Introduction: The ongoing spread of pandemic coronavirus disease (COVID-19) caused by Severe Acute Respiratory Syndrome coronavirus 2 (SARS-CoV-2) is of growing concern. Rapid diagnosis and management of SARS-CoV-2 is crucial for controlling the outbreak in the community. Here we report the development of a first rapid-colorimetric assay capable of detecting SARS-CoV-2 in the human nasopharyngeal RNA sample in less than 30 minutes. Method: We utilized a nanomaterial-based optical sensing platform to detect RNA-dependent RNA polymerase (RdRp) gene of SARS-CoV-2, where the formation of oligo probe-target hybrid led to salt-induced aggregation and change in gold-colloid color from pink to blue visibility range. Accordingly, we found a change in colloid color from pink to blue in assay containing nasopharyngeal RNA sample from the subject with clinically diagnosed COVID-19. The colloid retained pink color when the test includes samples from COVID-19 negative subjects or human papillomavirus (HPV) infected women.
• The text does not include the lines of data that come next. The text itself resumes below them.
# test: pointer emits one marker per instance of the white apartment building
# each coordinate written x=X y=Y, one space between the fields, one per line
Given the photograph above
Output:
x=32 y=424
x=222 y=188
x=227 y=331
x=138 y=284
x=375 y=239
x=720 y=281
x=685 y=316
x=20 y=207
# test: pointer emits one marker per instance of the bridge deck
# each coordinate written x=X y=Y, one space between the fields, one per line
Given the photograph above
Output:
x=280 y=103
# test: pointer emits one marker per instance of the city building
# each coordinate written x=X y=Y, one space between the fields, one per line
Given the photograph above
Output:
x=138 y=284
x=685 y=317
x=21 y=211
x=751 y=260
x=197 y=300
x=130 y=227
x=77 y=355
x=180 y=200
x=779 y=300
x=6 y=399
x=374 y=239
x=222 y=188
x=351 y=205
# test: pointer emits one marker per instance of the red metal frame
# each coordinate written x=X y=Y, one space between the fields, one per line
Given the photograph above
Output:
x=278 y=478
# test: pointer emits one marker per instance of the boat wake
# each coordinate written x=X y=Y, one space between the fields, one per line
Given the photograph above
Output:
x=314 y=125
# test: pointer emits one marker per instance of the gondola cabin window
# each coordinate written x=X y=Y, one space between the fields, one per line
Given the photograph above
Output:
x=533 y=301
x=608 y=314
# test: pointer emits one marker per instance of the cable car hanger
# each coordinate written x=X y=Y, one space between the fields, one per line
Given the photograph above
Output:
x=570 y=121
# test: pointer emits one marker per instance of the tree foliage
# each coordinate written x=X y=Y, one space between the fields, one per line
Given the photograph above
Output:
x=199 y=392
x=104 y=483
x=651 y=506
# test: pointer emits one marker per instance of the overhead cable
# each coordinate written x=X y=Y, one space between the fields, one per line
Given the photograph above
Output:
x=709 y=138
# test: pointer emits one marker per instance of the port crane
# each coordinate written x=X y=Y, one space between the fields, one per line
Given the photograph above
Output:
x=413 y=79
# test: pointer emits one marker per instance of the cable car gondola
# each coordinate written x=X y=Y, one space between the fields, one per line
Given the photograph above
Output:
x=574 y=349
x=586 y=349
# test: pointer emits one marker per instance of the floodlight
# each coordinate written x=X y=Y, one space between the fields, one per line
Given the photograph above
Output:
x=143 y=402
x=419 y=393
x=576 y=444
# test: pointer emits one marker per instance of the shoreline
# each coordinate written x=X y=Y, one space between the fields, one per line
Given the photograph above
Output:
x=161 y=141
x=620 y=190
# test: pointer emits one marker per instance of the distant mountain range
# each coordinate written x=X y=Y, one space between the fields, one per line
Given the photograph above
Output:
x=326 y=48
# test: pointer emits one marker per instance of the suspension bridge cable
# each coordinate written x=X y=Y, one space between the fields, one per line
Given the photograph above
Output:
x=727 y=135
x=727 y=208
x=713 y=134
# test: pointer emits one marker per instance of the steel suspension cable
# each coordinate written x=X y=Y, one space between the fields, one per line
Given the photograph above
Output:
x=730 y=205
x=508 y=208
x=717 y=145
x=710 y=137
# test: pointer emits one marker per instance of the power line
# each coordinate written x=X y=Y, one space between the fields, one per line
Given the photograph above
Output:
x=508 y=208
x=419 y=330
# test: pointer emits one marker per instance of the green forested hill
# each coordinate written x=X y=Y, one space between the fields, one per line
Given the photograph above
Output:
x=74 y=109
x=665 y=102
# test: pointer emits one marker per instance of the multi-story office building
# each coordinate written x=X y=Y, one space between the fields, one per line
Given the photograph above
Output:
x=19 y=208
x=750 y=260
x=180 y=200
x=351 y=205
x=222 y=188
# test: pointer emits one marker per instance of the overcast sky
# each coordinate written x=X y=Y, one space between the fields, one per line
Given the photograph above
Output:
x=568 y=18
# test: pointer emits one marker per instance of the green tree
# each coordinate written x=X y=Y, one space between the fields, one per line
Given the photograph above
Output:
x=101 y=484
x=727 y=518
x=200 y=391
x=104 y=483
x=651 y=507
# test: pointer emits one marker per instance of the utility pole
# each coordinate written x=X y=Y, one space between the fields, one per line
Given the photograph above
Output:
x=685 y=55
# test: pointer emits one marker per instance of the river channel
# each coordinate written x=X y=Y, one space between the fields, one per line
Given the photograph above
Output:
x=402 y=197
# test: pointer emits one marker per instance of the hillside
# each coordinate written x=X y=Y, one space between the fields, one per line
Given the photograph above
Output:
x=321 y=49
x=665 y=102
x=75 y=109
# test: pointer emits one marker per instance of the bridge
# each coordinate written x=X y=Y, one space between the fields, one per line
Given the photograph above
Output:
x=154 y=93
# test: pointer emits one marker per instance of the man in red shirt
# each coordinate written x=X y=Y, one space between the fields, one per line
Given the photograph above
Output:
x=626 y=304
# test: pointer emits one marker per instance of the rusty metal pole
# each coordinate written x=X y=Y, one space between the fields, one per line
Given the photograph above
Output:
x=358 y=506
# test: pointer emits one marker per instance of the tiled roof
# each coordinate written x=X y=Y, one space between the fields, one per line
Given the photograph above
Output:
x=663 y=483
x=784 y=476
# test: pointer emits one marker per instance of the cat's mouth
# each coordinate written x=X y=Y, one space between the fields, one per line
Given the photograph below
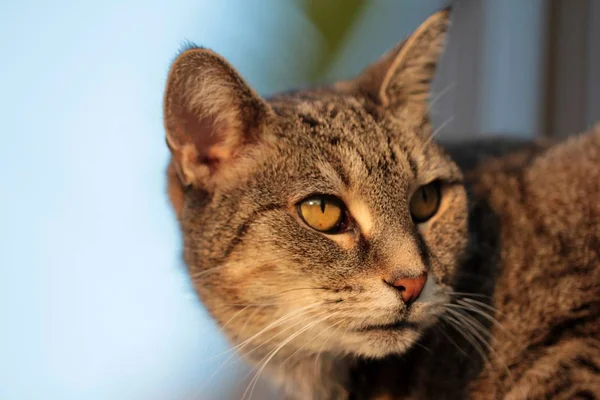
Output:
x=394 y=326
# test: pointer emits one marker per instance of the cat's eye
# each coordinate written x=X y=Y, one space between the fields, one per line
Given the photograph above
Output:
x=425 y=202
x=323 y=213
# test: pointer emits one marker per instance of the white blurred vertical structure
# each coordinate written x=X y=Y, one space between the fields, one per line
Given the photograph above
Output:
x=513 y=56
x=523 y=68
x=573 y=66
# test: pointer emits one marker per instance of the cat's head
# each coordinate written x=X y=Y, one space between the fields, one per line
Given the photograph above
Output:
x=322 y=220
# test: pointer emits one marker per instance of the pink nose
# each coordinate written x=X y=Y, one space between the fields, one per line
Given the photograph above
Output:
x=410 y=288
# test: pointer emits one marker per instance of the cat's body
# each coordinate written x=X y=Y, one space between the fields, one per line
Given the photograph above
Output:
x=535 y=228
x=348 y=256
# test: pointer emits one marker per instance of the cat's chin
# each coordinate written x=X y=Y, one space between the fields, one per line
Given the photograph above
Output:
x=381 y=340
x=379 y=343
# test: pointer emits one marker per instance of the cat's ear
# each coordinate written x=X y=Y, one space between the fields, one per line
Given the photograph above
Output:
x=403 y=77
x=211 y=115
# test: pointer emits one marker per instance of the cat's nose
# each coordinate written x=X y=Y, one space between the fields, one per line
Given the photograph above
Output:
x=410 y=288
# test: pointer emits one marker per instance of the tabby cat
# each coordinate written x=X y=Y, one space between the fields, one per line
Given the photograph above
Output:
x=348 y=255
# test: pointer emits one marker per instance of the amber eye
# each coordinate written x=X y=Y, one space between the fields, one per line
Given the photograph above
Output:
x=425 y=202
x=323 y=213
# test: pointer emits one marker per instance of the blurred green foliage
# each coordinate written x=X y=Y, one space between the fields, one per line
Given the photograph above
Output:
x=333 y=19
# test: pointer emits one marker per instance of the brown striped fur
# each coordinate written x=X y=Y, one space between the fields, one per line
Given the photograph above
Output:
x=511 y=308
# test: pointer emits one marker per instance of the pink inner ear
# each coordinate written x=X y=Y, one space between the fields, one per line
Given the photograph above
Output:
x=207 y=137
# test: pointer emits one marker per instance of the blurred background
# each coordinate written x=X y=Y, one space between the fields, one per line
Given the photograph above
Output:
x=94 y=301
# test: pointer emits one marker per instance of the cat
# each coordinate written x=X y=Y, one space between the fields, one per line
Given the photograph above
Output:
x=348 y=255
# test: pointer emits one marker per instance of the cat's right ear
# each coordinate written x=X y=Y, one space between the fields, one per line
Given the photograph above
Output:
x=211 y=116
x=401 y=80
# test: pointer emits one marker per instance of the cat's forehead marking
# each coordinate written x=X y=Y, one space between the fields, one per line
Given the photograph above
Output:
x=361 y=213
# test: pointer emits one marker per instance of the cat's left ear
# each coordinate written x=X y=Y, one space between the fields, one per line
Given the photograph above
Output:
x=402 y=78
x=211 y=117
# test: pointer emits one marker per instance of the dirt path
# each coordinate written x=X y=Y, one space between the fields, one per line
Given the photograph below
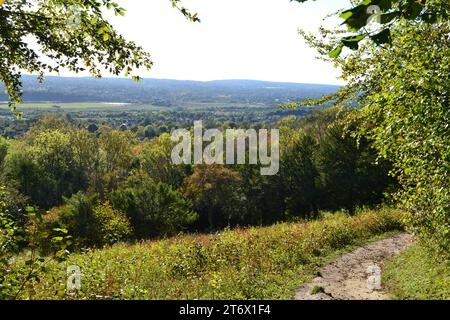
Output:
x=347 y=277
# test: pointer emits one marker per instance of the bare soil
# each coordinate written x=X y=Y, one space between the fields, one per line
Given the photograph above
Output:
x=347 y=277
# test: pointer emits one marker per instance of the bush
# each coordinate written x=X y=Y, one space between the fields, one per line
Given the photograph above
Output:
x=255 y=263
x=113 y=225
x=154 y=208
x=91 y=224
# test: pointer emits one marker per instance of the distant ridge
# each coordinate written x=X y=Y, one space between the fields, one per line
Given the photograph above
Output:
x=166 y=91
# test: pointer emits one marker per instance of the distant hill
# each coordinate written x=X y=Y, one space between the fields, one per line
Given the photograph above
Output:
x=166 y=92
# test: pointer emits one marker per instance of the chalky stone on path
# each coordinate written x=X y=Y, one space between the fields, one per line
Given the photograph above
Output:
x=347 y=278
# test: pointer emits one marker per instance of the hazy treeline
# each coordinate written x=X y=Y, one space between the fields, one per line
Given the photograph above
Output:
x=108 y=185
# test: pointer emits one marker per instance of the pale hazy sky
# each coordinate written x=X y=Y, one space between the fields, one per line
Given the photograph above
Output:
x=237 y=39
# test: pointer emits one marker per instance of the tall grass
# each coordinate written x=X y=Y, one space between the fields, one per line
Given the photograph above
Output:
x=255 y=263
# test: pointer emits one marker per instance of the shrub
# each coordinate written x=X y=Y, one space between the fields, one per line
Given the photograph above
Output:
x=113 y=225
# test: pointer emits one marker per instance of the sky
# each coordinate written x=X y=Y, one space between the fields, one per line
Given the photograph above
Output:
x=237 y=39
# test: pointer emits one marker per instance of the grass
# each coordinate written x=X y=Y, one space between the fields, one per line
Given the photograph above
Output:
x=417 y=275
x=255 y=263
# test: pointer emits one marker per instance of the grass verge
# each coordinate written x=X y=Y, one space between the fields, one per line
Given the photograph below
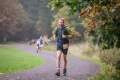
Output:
x=14 y=60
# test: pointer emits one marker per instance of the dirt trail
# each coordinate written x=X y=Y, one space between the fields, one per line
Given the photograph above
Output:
x=77 y=69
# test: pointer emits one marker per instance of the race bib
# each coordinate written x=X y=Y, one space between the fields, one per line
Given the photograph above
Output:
x=65 y=46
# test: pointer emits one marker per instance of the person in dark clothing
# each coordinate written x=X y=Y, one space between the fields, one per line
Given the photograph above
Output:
x=62 y=34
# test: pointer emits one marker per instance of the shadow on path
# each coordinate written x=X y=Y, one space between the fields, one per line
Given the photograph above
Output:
x=77 y=69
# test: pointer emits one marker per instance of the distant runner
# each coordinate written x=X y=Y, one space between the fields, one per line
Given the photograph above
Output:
x=39 y=44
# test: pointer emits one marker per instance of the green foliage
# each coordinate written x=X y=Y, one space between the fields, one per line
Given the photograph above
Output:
x=13 y=60
x=41 y=16
x=71 y=21
x=104 y=16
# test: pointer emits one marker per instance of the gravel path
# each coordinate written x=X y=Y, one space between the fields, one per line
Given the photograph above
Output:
x=77 y=69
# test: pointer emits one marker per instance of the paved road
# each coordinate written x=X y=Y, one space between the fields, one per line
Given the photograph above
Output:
x=77 y=69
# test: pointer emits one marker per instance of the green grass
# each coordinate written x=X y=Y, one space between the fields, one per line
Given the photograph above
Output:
x=14 y=60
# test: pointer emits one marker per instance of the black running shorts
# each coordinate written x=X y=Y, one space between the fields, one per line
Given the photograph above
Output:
x=64 y=50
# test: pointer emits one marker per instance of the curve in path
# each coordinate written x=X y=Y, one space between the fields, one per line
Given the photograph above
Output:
x=77 y=69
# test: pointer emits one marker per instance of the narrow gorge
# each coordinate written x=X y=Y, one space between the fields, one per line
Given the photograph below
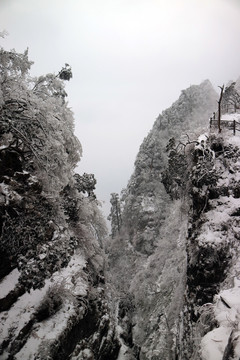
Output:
x=165 y=284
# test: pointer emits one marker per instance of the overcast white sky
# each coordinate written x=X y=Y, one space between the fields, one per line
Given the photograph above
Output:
x=130 y=60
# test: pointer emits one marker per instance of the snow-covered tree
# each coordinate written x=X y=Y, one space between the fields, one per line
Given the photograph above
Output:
x=35 y=120
x=115 y=214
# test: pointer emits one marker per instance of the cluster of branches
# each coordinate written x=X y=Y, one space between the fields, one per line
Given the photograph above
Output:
x=36 y=120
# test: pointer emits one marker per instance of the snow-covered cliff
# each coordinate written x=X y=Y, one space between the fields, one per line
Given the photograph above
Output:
x=178 y=241
x=53 y=302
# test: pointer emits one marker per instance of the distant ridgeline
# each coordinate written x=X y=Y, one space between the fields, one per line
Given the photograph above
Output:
x=165 y=284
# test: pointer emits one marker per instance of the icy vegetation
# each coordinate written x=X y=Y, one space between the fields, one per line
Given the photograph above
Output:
x=53 y=297
x=165 y=284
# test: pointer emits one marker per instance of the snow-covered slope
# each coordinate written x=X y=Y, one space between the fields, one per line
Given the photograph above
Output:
x=148 y=258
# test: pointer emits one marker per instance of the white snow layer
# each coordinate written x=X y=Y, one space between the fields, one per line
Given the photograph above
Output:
x=214 y=343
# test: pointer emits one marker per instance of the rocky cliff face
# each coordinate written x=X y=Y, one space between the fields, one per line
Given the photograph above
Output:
x=166 y=286
x=172 y=256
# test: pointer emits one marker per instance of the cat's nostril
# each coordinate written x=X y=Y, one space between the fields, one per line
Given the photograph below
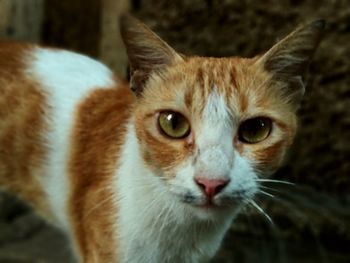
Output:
x=211 y=187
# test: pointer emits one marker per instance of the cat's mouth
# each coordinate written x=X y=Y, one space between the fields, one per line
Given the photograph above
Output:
x=221 y=201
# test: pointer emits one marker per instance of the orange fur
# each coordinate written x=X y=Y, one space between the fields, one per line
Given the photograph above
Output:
x=22 y=128
x=96 y=140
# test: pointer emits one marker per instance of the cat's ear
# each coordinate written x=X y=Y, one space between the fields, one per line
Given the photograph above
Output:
x=287 y=61
x=147 y=52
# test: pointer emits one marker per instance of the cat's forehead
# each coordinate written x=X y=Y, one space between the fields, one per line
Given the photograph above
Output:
x=235 y=84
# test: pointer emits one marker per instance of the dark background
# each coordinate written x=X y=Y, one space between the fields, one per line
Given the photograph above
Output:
x=312 y=218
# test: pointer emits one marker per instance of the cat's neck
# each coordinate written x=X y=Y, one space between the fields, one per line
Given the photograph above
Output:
x=151 y=220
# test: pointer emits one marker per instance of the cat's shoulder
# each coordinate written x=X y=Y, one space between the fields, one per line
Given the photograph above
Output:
x=54 y=66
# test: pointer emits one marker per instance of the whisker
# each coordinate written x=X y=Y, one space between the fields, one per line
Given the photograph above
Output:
x=274 y=181
x=254 y=204
x=266 y=193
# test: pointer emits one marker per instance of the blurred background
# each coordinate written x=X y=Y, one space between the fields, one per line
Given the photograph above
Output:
x=311 y=219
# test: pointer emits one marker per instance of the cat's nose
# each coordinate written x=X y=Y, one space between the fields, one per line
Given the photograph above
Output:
x=211 y=187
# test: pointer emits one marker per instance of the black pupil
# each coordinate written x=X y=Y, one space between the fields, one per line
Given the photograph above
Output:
x=255 y=126
x=253 y=129
x=174 y=120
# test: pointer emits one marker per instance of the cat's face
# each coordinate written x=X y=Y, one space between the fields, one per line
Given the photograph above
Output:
x=217 y=119
x=210 y=127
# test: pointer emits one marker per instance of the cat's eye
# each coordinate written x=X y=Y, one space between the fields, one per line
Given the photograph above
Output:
x=254 y=130
x=173 y=124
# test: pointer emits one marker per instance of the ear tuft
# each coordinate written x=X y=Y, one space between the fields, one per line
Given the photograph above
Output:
x=147 y=52
x=288 y=60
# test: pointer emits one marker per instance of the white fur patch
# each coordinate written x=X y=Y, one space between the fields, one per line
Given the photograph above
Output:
x=153 y=225
x=67 y=78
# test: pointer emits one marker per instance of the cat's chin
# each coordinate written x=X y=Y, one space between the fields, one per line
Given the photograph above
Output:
x=212 y=212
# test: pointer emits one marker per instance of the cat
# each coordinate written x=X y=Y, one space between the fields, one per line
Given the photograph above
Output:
x=154 y=170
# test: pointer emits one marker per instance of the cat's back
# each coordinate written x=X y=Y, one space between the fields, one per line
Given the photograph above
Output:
x=42 y=91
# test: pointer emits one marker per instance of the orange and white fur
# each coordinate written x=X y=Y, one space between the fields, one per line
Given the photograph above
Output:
x=89 y=152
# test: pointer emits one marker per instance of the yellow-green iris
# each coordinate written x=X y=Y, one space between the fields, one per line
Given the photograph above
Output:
x=173 y=124
x=254 y=130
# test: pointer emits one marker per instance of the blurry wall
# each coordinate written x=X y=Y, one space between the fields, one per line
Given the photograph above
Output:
x=312 y=218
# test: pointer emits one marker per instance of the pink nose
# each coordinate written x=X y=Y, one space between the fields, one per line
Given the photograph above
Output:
x=211 y=187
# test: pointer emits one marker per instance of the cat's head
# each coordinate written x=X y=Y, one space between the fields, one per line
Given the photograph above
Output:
x=210 y=127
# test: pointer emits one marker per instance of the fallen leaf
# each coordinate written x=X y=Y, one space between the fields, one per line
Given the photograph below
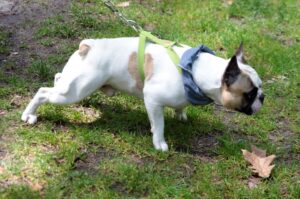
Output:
x=2 y=112
x=123 y=4
x=36 y=187
x=260 y=163
x=253 y=182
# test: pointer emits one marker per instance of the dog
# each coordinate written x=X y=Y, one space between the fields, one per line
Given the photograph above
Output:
x=111 y=65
Results: The results were validated using nasopharangeal RNA samples from positive COVID-19 subjects (n=136). Using RT-PCR as gold standard, the assay was found to have 85.29% sensitivity and 94.12% specificity. The optimized method has detection limit as little as 0.5 ng of SARS-CoV-2 RNA. Discussion/Conclusion: We found that the developed assay rapidly detects SARS-CoV-2 RNA in clinical samples in a cost-effective manner and would be useful in pandemic management by facilitating mass screening.